University of Rhode Island Considering Rule to Prohibit Students from Publishing ‘Sensitive Material’ (@SPLC)

According to a new Student Press Law Center report, the University of Rhode Island is considering adding a policy to the student handbook that would “prohibit students from publishing photos or video of ‘sensitive material’ such as criminal or violent acts.”

School officials’ intentions are apparently noble, an attempt to stop or more easily punish any student engaging in the type of cyber bullying that led to Tyler Clementi’s death at Rutgers University in fall 2010.  But the policy itself troubles a number of interested parties.

SPLC attorney advocate Adam Goldstein dismisses the proposed rule as “vague and overbroad,” without any chance of being recognized by the courts.  The university’s student senate president separately criticizes it as a potential vehicle by administrators to “keep an incident quiet.”

Many questions remain: What exactly constitutes sensitive material?  And perhaps even more importantly, who decides?  Would it include students cursing up a storm?  Underage students drinking?  Students partying without a permit?  Jaywalking?  Saying bad things about the school?  Making out in public?  Roughhousing?  And why should the school have the right to censor or punish students for publishing a photo or video that would otherwise be allowable by law?  Separately, what about conflicts of interest in respect to censoring ‘sensitive’ incidents involving faculty or staff?  What about freedom of speech and freedom of the press?  And how will students who create satirical or fictional photos and videos involving sensitive material be dealt with?  Has the impact on student journalism and creative work even been considered?
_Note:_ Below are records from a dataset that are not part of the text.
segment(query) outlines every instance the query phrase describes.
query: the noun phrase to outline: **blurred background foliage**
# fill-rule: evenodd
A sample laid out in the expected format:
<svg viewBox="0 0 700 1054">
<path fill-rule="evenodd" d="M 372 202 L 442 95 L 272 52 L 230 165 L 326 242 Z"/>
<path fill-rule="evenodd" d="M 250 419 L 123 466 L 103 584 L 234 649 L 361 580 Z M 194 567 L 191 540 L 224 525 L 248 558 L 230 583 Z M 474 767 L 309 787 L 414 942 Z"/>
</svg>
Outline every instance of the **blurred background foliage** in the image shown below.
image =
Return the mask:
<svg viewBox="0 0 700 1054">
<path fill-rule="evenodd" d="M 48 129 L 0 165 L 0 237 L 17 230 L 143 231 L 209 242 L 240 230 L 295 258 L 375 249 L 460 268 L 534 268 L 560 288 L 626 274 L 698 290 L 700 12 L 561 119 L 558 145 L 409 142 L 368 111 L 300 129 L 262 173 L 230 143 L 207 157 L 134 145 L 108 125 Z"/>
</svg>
My Take: The Clementi incident is a tough one to swallow, equally sad and infuriating.  But as the saying goes, hard cases make bad law.  In the words of Wikipedia, the saying’s “meaning is that a particularly unpleasant case is a poor basis for a general law which would cover a wider range of less extreme cases.”  To URI administrators, don’t let your emotions or intentions get in the way of student rights.  Drop the policy or dramatically flesh it out so that legal experts and others can better judge its merits.